Butterbrot, Wurstwaren und ein Stück Käse - das gehört zu einem ordentlichen Abendbrot mit dazu. Und zu einer gesunden Ernährung gehört auch ein gewisser Anteil an Fett. Folgt man den Empfehlungen der DGE, so sollen 30-35% unseres täglichen Bedarfs durch Fette gedeckt werden. Zwar überschreiten wir diesen Referenzwert laut Untersuchungen nur minimal - dafür ist die Zusammensetzung der Fette, die wir zu uns nehmen, aber äußerst ungünstig [7]. Denn Butter, Käse- und Wurstaufschnitt enthalten hauptsächlich gesättigte Fettsäuren. Dabei sollten wir mehrfach ungesättigte Fettsäuren, wie sie in Seefisch, Nüssen und Samen vorkommen, zu uns nehmen. Sie senken die Gesamtkonzentration und vor allem die LDL-Cholesterolkonzentration, also das sogenannte „schlechte“ Cholesterin, im Blut [7]. Anstatt dem klassischen Abendbrot sollte daher 1-2 mal pro Woche fettreicher Seefisch, wie Lachs oder Hering, auf dem Speiseplan stehen. Auch Walnüsse, Chia- und Leinsamen leisten einen Beitrag zur Versorgung mit Omega-3-Fettsäuren.

 

Unser Fazit:

Eine abwechslungsreiche und ausgewogene Ernährung ist der beste Weg, um uns gesund zu ernähren. Bei Kohlenhydraten kommt es nicht zwangsläufig darauf an, so viel wie möglich davon einzusparen, sondern welche Form von Kohlenhydraten wir zu uns nehmen. Sollte doch an Kohlenhydraten gespart werden, ist es empfehlenswert, diese hauptsächlich durch pflanzliche Lebensmittel anstelle von tierischen Produkten zu ersetzen. Bei der Fettzufuhr gilt dasselbe. Es geht hauptsächlich um die Qualität und Quelle der Fette.

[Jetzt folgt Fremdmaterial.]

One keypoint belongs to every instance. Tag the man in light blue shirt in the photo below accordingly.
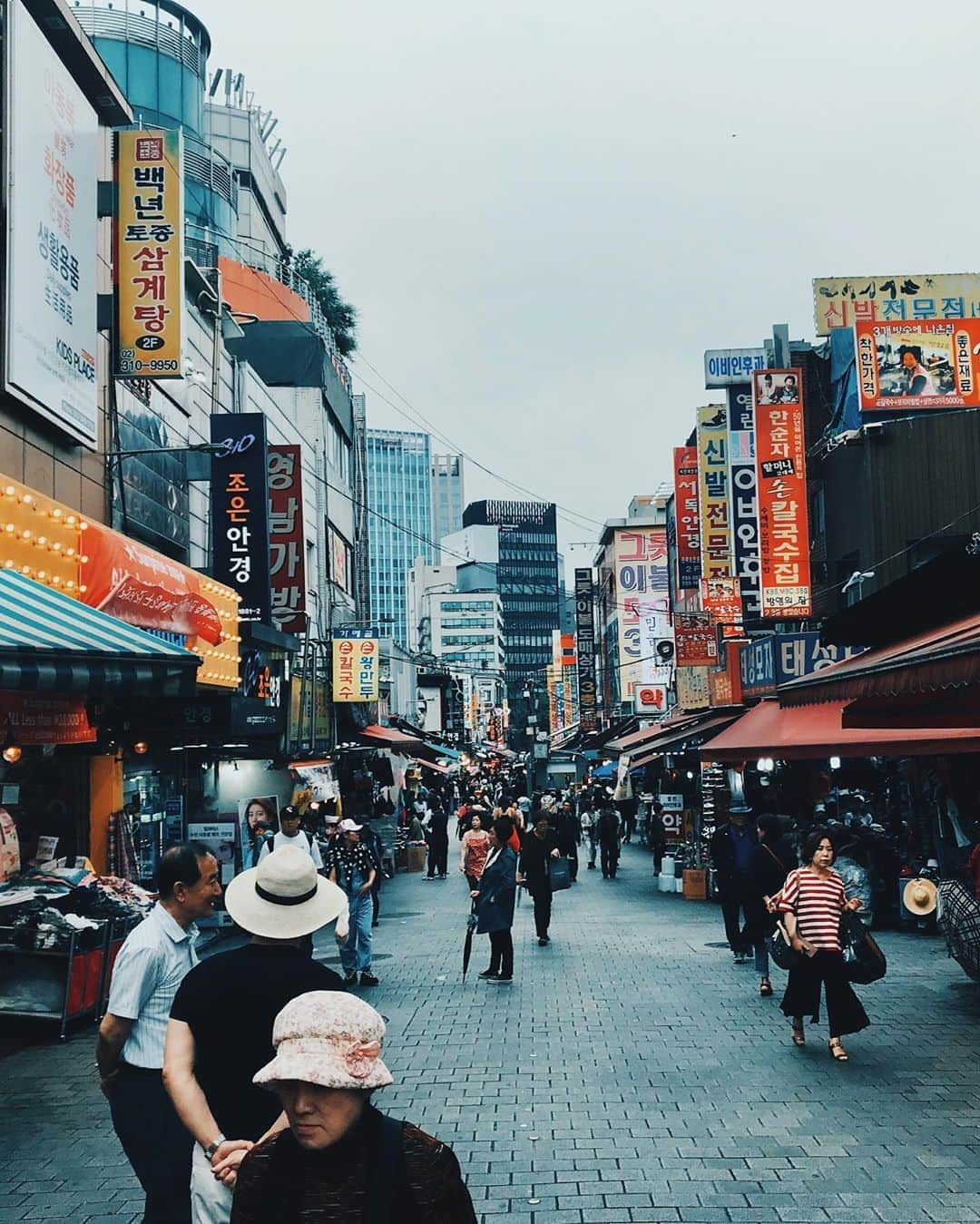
(151, 965)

Auch bei dem Verzehr von Obst, in welcher Form auch immer, sollten wir stets den Fruchtzuckergehalt im Hinterkopf behalten. Unser Tipp: Die Hälfte des Tellers mit fettarm zubereitetem Gemüse füllen, auf eine hochwertige Kohlenhydratquelle setzen und mit verschiedenen Proteinquellen ergänzen - das bereichert auch unsere westlichen Ernährungsgewohnheiten in gesundheitlicher und geschmacklicher Hinsicht.

 

 

Quellen:

[1] Deutsche Gesellschaft für Ernährung e.V. (2012). 5 am Tag. Abgerufen von: https://www.dge.de/fileadmin/public/doc/ws/stellungnahme/DGE-Stellungnahme-Gemuese-Obst-2012.pdf

[2] Zok, C. (2014). Fruktoseunverträglichkeit: Vorsicht vor zu viel Fruchtzucker! Deutsche Medizinische Wochenschrift 139(10), 466-467.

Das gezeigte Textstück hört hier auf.